Los dos antonios de Cosalá

Gente de Sinaloa

 

LOS DOS ANTONIOS DE COSALÁ

 

Por: Alfredo Ibarra Rodríguez

 

ANTONIO SALAZAR

Contraesquina de la plazuela, bajando para La Canela, vivía don Bruno Simansky, polaco alemán. Tenía tres hijas de extraordinaria belleza. Una de ellas casó con don Antonio Salazar. Tuvieron un niño que llevó el mismo nombre que su padre.

El Sr. Salazar emigró y poco después murió la mama. Toño quedó al cuidado del abuelo.

Con frecuencia don Bruno llevaba al niño al campo. No pocas veces, acostados en el suelo, don Bruno explicaba al niño la maravilla de las plantas, sus partes, la función de cada una, sus cualidades, su clasificación y la tabla de Linneo y las plantas sin clasificar. Llevaban a la botica las plantas que necesitaba don Bruno y les extraía los elementos medicinales con los que curaba o surtía recetas.

El amado abuelo murió.

El niño quedó como algunas plantas en tierra seca que había estudiado su abuelito, solo y a merced de todos los vientos.

El huracán de la guerra lo desarraigó porque tenía una endeble raíz, su tía Victoria. Unido a la caravana, emprendió viaje a Los Ángeles.

Había una diferencia: los emigrantes iban en familias. Toño iba solo. Iba como un becerrito lepe. Era un niño.

Fue mandadero, lavó platos, fregó pisos en los hoteles como lo hizo el Lic. Carlos C. Echeverría, como Juárez hacía puros en Nueva Orleans para vivir. Toño durmió en la calle o en los rincones donde otros derrotados le permitieron. Vivió con cierta alegría infantil porque lo alentó siempre el acendrado amor de su abuelo. Cuando lloraba por el hambre, por el frío o por los golpes que otros mayores que él le propinaban para quitarle algo suyo, recordaba con amargura al abuelo que lo había dejado solo.

Toño logró el empleo de barrendero en la Universidad de California. Se le mandó a Botánica. Ya sabía inglés. Llamó la atención por algunas observaciones acertadas y para probarlo le propusieron conseguir plantas mexicanas no clasificadas. Toño las pidió a la tía Victoria, ya viuda de mi padrino don Heraclio Gandarilla.

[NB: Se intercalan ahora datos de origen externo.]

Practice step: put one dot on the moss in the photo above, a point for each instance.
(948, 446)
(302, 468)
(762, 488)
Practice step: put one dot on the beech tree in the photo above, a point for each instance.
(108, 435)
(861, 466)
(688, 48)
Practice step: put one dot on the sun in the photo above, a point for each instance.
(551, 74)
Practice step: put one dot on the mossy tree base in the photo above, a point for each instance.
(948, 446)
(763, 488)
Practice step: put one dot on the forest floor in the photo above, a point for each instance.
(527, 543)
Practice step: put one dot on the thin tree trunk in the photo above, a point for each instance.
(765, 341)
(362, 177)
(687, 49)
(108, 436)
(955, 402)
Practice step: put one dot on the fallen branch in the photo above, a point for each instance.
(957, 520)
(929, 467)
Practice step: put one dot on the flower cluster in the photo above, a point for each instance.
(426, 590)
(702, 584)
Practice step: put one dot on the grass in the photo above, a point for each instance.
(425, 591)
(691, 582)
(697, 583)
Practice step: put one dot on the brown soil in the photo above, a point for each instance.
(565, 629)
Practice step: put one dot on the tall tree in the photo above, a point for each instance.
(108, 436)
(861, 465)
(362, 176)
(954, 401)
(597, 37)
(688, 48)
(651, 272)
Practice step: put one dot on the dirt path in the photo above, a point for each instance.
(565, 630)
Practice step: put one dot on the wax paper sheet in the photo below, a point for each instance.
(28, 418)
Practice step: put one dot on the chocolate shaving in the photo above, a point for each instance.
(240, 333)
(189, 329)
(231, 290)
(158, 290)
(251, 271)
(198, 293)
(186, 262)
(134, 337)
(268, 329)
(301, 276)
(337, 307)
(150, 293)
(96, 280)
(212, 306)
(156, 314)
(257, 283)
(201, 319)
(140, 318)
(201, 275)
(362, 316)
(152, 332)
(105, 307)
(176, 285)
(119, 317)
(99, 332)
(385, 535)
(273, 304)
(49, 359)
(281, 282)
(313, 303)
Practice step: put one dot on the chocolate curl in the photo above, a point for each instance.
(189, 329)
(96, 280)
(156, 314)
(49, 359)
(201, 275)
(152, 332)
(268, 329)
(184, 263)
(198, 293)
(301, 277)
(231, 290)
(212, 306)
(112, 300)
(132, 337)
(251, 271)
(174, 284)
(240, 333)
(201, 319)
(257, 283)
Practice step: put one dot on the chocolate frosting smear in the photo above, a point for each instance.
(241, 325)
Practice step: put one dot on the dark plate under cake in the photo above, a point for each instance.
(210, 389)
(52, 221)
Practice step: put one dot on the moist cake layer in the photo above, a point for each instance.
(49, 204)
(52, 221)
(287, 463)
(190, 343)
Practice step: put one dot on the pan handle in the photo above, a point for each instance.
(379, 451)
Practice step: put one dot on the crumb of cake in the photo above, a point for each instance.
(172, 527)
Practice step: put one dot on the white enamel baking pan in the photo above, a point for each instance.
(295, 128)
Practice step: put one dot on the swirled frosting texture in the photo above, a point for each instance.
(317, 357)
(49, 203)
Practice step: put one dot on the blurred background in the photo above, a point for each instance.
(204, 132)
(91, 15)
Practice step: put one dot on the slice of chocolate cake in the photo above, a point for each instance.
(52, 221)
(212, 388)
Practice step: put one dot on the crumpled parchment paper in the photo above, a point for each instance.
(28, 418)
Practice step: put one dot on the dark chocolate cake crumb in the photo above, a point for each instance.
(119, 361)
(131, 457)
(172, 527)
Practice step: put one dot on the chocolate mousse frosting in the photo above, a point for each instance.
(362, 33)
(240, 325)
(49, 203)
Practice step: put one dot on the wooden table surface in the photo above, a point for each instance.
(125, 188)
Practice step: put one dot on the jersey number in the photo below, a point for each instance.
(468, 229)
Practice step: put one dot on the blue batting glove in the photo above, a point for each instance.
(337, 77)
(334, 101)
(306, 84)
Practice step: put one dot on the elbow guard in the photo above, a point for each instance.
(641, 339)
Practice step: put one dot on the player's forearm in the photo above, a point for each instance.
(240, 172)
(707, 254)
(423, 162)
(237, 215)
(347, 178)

Terminados los estudios de las plantas y su clasificación, pasaron a los jefes que las aprobaron sin modificación y al fin, en honor de Toño, con su apellido Salazaris, fueron incluidas en catálogos y farmacopeas.

El niño que quedó como plantita azotada por los vientos, siguió en el vértigo de la mala fortuna y su vida se apagó en la miseria en la ciudad de México cuando pisaba el umbral de la juventud.

 

ANTONIO BASOCO

Quienes vivieron mucho tiempo en Cosalá, fueron Isabelita, Gracia y Virginia Corona, excelentes maestras originarias de Colima.

Creo que fue Virginia la que estuvo trabajando unos anos en Guadalupe de los Reyes, donde casó con don Antonio Basoco. Tuvieron un hijo, Antonio y por motivos que desconozco, Virginia regresó a trabajar a Cosalá.

Cuando estalló la Revolución, Toño tendría unos 10 años o menos. En 1911 vino el éxodo y la familia Corona emigró a Los Ángeles en donde Toño siguió estudiando. Su juego favorito era el violín, que llegó a tocar con maestría.. Hizo estudios de matemáticas y llegó al doctorado en Ciencias Exactas. Fue nombrado rector de la Universidad de Nebraska, casó con una alumna suya, distinguida por su belleza y otras cualidades.

Los servicios del Dr. Antonio Basoco Corona fueron tan relevantes que fue honrado, sin dejar la rectoría, presidente de otra universidad, puestos destinados a personas sumamente distinguidas en la ciencia.

Al extenderse los estudios sobre la teoría de la Relatividad, el Dr. Basoco desarrolló una fórmula matemática que cupo sobradamente en una hoja de papel de carta. Esa fórmula circuló en el mundo científico de América, Europa y Asia y por ella le concedieron honores varias universidades.

 

Tomado de: Presagio, Revista de Sinaloa; número 9, página 31.